Infrabel a ainsi estimé, sur deux grills, les effets du jugement sur l'infrastructure. Pour le grill de Bruxelles, la diminution serait de l'ordre de 66%. Ce qui aurait pour conséquence que seuls 400 trains pourraient encore circuler chaque jour sur la Jonction Nord-Midi au lieu des 1.200 actuellement. Ces effets, si Infrabel ne faisait pas appel du jugement, devraient être applicables dès le 2 janvier, ajoute le gestionnaire du réseau.

Infrabel conteste par ailleurs l'affirmation du tribunal selon laquelle "la balise TBL1+ 1 ne permettait pas le freinage automatique." "La balise TBL1+ permettait bien le freinage automatique du train. Il s'agit de la fonction même des balises", souligne le gestionnaire du réseau. Infrabel dit enfin "regretter cette nouvelle procédure qui est susceptible de générer un épisode difficile pour les victimes et leurs proches." Mais, "la motivation du jugement du 3 décembre impose à Infrabel de prendre ses responsabilités, et de pérenniser le futur du réseau ainsi que des voyageurs."

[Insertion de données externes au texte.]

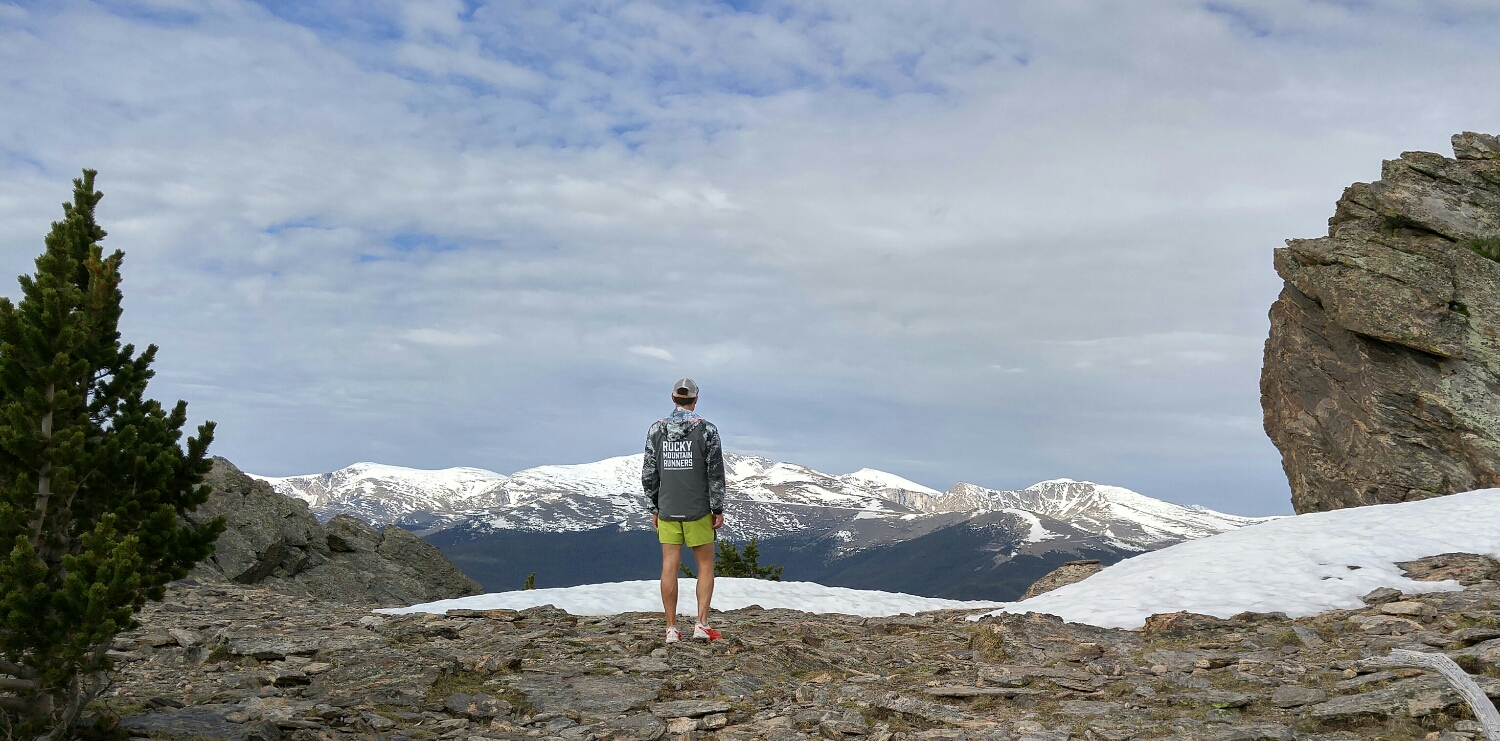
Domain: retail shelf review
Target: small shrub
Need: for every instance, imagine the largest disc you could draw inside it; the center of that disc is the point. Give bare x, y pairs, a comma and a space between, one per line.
744, 563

La SNCB n'interjettera pas appel

Contrairement à Infrabel, la SNCB n'interjettera pas appel du jugement dans l'affaire de la catastrophe ferroviaire de Buizingen, a indiqué la société vendredi dans un communiqué.

"La SNCB a décidé de ne pas interjeter appel du verdict prononcé dans le cadre de l'accident ferroviaire survenu à Buizingen le 15 février 2010, même si le jugement du 3 décembre 2019 contient de nombreux éléments que la SNCB continue de contester fermement", explique la société. Un appel aurait pour effet de prolonger une procédure judiciaire qui n'a que trop duré, poursuit la SNCB qui n'a pas souhaité détailler les éléments du jugement qu'elle conteste.

La SNCB a tenu par ailleurs à réaffirmer que la sécurité est et restera toujours la priorité absolue dans son fonctionnement quotidien et qu'elle continuera à collaborer en ce sens avec Infrabel.